時寧還在暗中加大了力度,時婉音原本以為還要假摔,沒想到這回真摔的夠疼了。
時婉音癱坐在地上,哭的泣不成聲。
“姐姐,是不是我回來了讓你不開心了?你彆走了,我走行嗎?”
“姐姐,我好疼……”
時婉音哭泣的聲音依舊沒有留住時寧揚長而去的背影。
時母都硬生生的愣住了神情,她張開了嘴又合上了。
終究她還是不敢去問時父,時寧這次說的事情到底是真是假了。
“哭什麼哭,顯得還不夠亂嗎?”時父來了脾氣將桌上那份白紙合同直接簽下字。
緊接著他又轉身上了樓。
時婉音抽動著肩膀,也不敢哭的太大的聲音了。
時母歎了口氣,隻能叫保姆過來先打掃衛生。
她又轉過頭去看了眼,坐在地上還沒有反應的時婉音,“等下讓保姆給你安排好房間,你就入住吧,我先去休息。”
時母說完這句話也走了。
時婉音此刻就像是個尷尬的小醜,進退兩難,也沒有人看她演戲了。
坐在沙發上的四位獸夫支支吾吾的,也沒說出來,他們還沒拿到解除婚約的合同了。
“那個我們等下還都有事,就先走了,不打擾了。”
四位獸夫的臉色也好看不到哪裡去,急匆匆的就走人了。
原本以為今天能拿到解除婚姻協議。
沒想到看得了出大戲,婚姻還在綁定中。
就在他們各回各家的路途上。
時寧直接給他們每個人發了條短信,“解除婚姻,一個人,一千萬聯邦幣,沒有就去借和貸款,先到先得。
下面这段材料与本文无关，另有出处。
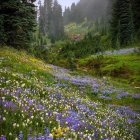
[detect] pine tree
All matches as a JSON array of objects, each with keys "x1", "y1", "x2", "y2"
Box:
[
  {"x1": 51, "y1": 0, "x2": 64, "y2": 40},
  {"x1": 0, "y1": 0, "x2": 36, "y2": 48},
  {"x1": 131, "y1": 0, "x2": 140, "y2": 38},
  {"x1": 111, "y1": 0, "x2": 134, "y2": 47}
]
”
“我給你們一個月的時間,過時不候。”
時寧又不是傻子,時家敲不出來錢財。
這四個獸夫還不是隨便拿捏,想離婚可以把錢拿出來了,立馬斷絕。
北安坐在出租車上看著時寧編輯好的短信發了出去。
他突然覺得都有點不認識眼前的時寧了。
時寧把手機丟在了座位旁邊,反正四位獸夫湊錢的速度還沒這麼快,等著就行了。
“咳,我們去哪?”北安真沒有想到過,時寧這麼又颯又野的硬杠時家,並且當機立斷的解除了關係。
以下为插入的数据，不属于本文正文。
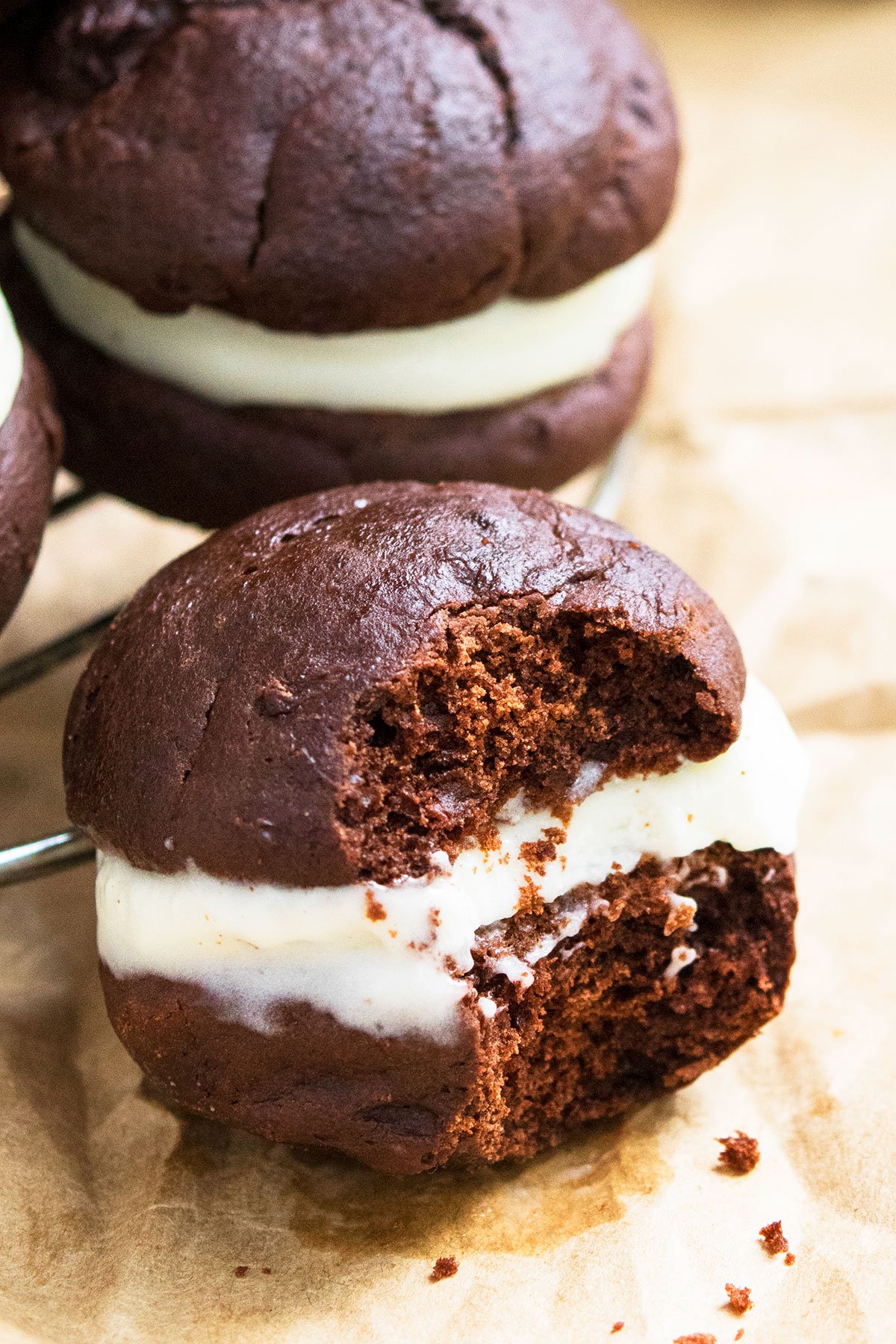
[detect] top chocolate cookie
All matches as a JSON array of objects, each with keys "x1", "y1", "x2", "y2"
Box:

“我讓你帶到身上的東西,你沒丟了吧?”時寧可是把房間所有值錢的物件全都給掃蕩了。
北安尷尬的拿出來了星際球,“全收在裡麵了。”
他還沒有時寧說過的話,他北安養不起她呢。
“先去把這些東西都點當了,以後的日子拮據的過吧。”時寧撐著下巴,看著窗外迅速倒退的風景。
【這就把關係解除了?那後續的劇情怎麼發展?】
【惡毒雌性怎麼沒有留在時家?還和北安私奔了?這是另開支線嗎?】
【時父也已經簽字了,我感覺後續的劇情好像猜不出來了。】
【北安耳朵都紅了,你們注意下他褲子的中間,我真的不知道這個世界上麵為什麼有馬賽克……】
時寧看著彈幕的劃過,後麵的話逐漸邪氣了起來。
她覺得這群人簡直就是黃色派。
時寧的目光也悄悄地從窗外的風景挪到了北安褲子上。
她從來都沒有想過去看,隻是單純的好奇。
北安也瞬間就察覺到了,他立馬就翹起來了二郎腿。
他臉色暈紅的不敢看向時寧。
時寧也趕緊把視線給收斂了,生怕被察覺到不對勁。
車內的氣氛正在逐漸加溫,慶幸著前麵還有司機在場。
兩人都沒辦法說出來露骨的話。
此刻,白展堂作為撒嬌賣萌能手的貓族少年,是被強行綁定為了時寧的第二位獸夫。
他在看到消息,徹底炸毛了。
沒想到剛好時婉音聯係上了他。
“你真的確定這個做法萬無一失?”白展堂並不想支付一千萬,但是也不想婚姻不解除。
他陷入到了兩難的地步,時婉音給出的條件就像是救命稻草。
“她現在和時家已經解除了關係,沒有任何麻煩,而且你隻需要把她約出來,將藥酒遞給她喝下,其他的事情我來辦就好了。”時婉音才不會就此的放過時寧。
她要的是永絕後患。
白展還是顯得有些猶豫不決,不敢去賭。
“白先生,這也是我父親的意思,你不答應,我就找其他人了。”時婉音終究也是害怕夜長夢多。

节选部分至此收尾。